The NHS may be the biggest employer in the area I live, which goes some way to explain away the high unemployment levels. Some Nurses were saying "Would you do it all again". Given the fact that I have worked my backside off for three years without much hope of a job, I would have to say the answer would be: "No, not really".

Sunday, 15 April 2007

...and so it goes on, day after day, year in, year out, slime in this ear, slime in that ear, don't you ever yearn for change?


The news that despite the Royal College of Nursing (RCN) at the beginning of conference having its figures of Nursing post reductions scoffed by the government, the fact is there is a large problem with the nursing staffing and the effect on patients.


There are problems with all jobs, and certainly even the private sector has its problems. However, if the checkout operator accidentally charges me 15p more for a broccoli, there is no real disaster, however, if I were to give a patient 15ml too much of a drug, there could be a patients life at stake.

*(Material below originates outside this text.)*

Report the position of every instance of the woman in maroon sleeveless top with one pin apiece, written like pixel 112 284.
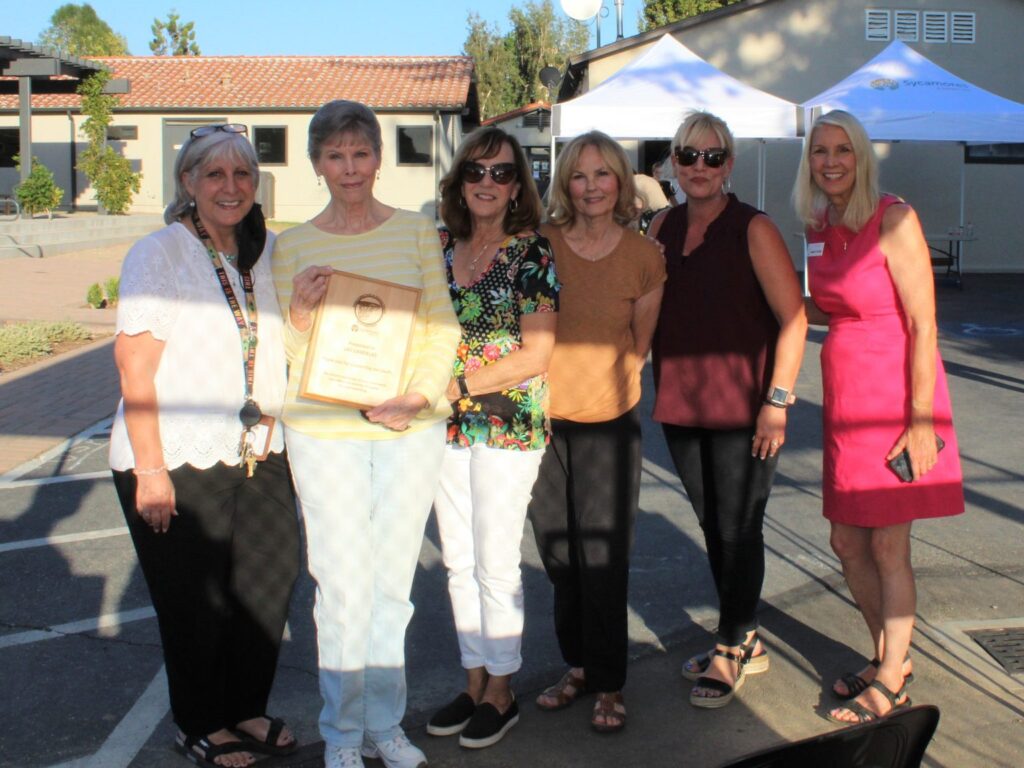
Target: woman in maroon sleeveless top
pixel 730 337
pixel 884 394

Many point and bemoan the posts being cut. I am fortunate that I can still (sort of) have the time free to study for a different job when I qualify. I quite fancy the Ambulance service, but need a different driving exam to get appropriate licence. I could take access to Medicine and study that...but then you read of the MMC fiasco and think again. I could do law...but I have a conscience. I did have the finance to examine while working in business management...but frankly did not like it. I could join the armed forces, but thanks to my medical conditions would be excused on medical grounds. Which is the issue here. I chose Nursing as I am very knowledgeable and competent with health and anatomy and physiology, and actually WANT to get of my backside and do some work (Yes, I know I may seem to those who meet me to seem cynical but you also know just how good I was with patients and there was that time it was recorded I was more knowledgeable then what was expected of me at the time- and that's not blowing my own trumpet, that people, was recorded officially on a dialogue sheet from the university!).


We have seen this before with the NHS. Job cuts, staffing shortage, wards close, beds short, over and over again. I am tired of reading of ministers burying their head in the sand and using political unspeak to worm out from giving a straight answer. Is it just me who years for change from this cycle of disaster?